Иначе повело себя руководство СЕПГ в Восточном Берлине. 26 апреля Политбюро СЕПГ опубликовало заявление по поводу моего бегства — факт относительно редкий в истории этой партии.

В нем было сказано, что я занимался «антипартийной деятельностью» и «был агентом югославской военной миссии». На вопрос, почему я бежал из советской оккупационной зоны в Югославию Политбюро ответило крайне просто: «Со своим агентом, — то есть со мной, — расплачивались сигаретами и пищевыми продуктами».

Когда я читал в Белграде это заявление, напечатанное в центральном органе СЕПГ, газете «Нойес Дойтчланд», мне не было ни смешно, ни обидно. Это меня просто больше не касалось. Я был не только физически, но и духовно заодно с югославами.

В качестве первого беженца из лагеря социализма я часто встречался с югославскими ответработниками, характерные черты которых уже сами по себе производили на меня глубокое впечатление прежде всего своей общительностью, международным опытом, самостоятельностью и критическим мышлением. Они были совсем иными, непохожими на тех. партийцев, с которыми я был знаком в сталинском СССР и в ульбрихтовской зоне советской оккупации!
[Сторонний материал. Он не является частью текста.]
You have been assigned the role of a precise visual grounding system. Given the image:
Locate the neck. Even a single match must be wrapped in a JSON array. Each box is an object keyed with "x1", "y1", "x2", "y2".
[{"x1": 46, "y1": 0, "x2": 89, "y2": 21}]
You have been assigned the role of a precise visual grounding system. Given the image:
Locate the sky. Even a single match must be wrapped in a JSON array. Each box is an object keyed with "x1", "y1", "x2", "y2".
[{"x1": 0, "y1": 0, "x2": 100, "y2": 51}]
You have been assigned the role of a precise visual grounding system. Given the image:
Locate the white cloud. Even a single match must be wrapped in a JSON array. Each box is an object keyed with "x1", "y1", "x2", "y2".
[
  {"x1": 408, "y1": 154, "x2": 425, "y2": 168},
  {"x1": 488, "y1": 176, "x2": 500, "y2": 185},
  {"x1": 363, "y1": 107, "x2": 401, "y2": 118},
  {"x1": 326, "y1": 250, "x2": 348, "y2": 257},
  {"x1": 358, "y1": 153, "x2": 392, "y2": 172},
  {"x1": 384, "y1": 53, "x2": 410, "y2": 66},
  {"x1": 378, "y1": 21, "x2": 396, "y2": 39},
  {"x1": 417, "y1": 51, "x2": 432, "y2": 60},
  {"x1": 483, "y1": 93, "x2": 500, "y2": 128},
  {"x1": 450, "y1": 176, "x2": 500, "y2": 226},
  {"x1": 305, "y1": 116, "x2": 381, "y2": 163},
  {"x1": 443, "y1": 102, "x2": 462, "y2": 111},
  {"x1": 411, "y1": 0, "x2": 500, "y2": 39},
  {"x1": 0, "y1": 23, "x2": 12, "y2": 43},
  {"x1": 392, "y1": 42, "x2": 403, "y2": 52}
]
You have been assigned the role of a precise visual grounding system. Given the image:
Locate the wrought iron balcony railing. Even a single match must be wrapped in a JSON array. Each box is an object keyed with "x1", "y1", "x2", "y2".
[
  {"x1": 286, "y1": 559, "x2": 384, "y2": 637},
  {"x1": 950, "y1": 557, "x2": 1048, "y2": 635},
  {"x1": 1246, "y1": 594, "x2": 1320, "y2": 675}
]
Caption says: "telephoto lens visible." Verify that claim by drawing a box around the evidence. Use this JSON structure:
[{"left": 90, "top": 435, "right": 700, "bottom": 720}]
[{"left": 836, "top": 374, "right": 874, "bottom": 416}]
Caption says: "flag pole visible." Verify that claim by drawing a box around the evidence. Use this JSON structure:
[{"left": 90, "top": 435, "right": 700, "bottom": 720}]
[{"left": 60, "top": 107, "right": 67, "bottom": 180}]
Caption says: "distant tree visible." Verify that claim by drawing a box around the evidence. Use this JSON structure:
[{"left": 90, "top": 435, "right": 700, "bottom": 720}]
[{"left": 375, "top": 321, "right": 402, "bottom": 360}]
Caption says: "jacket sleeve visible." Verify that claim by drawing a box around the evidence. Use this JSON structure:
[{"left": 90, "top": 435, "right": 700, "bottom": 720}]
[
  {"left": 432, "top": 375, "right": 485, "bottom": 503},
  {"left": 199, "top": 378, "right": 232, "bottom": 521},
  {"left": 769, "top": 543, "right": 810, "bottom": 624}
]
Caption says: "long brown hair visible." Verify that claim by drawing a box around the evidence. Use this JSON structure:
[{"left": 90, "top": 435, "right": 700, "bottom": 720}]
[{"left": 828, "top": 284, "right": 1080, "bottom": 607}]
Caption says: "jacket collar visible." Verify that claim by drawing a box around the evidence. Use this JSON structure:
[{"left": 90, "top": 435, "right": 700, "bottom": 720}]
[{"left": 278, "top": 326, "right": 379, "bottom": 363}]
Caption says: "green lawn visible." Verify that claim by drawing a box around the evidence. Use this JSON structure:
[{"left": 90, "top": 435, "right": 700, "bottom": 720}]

Это впечатление укреплялось вместе с начинающимися преобразованиями общественного строя. Именно под давлением внешних и внутренних трудностей югославский политический режим становился гибче и либеральней. Увеличившаяся независимость от Москвы сопровождалась широчайшим переосмыслением прежних и рождением новых понятий.

Место сталинского централизма в хозяйстве заняла децентрализация; вместо сталинского требования «социалистического реализма» в искусстве и литературе началась выработка разнообразнейших стилей, форм, тем и концепций. «Иной путь к социализму» стал уже не только теорией, но и практической реальностью. С каждым новым месяцем самостоятельного развития различия между Югославией и Советским Союзом выступали все ярче.

В начале мая 1950 года в одной из своих статей я подытожил эти различия в виде следующих констатации:

«В Советском Союзе после социалистической революции развитие пошло в направлении сверхцентрализации хозяйства, образования экономически и политически привилегированного слоя, далекоидущего ущемления самоуправления, ограничения участия рабочих в управлении производством, а крестьян в управлении колхозами, зажима прав национальных меньшинств, сужения возможностей научного и художественного творчества, что привело к образованию российского национализма и ко многим другим явлениям в хозяйственной, политической и культурной жизни, весьма далеким от целей, за которые проливали свою кровь борцы 1917 года.

В новой Югославии идет процесс децентрализации экономики, укрепления самоуправления, усиливающегося участия рабочих в управлении производством, а крестьян — их трудовыми содружествами, расширения прав национальностей и развития свободной научной и художественной деятельности» («Новая Югославия», Белград, № 16,10 мая 1950 г.).

Несколько дней спустя, — я к этому времени уже более года жил в Югославии, — Тито пригласил меня в Дединье. Был ясный летний день, и Тито предложил мне вести беседу в саду. Я начал было говорить с ним по–русски, но он с улыбкой остановил меня: «Говорите лучше по–немецки», — сказал он с легким австрийским акцентом. В ходе этой беседы Тито обратил мое внимание на то, что проведенные до того реформы были еще далеко не достаточны. Пора уже от государственного хозяйствования перейти к первоначальной марксовой концепции «ассоциации свободных: производителей». Хозяйство социалистической страны должно было бы, — как высказался Тито в нашей беседе в мае 1950 года, — направляться не сверху государственной плановой комиссией через директоров предприятий, а свободно избираемыми рабочими советами на фабриках, заводах, на всех предприятиях. «Мы готовим важные перемены в этом направлении», — добавил он. Когда же я стал спрашивать о некоторых теоретических деталях, он улыбаясь, ответил со скромностью, которая произвела на меня глубокое впечатление: «Об этом поговорите лучше как‑нибудь с товарищем Карделем, он особенно хорошо разбирается в этих вопросах».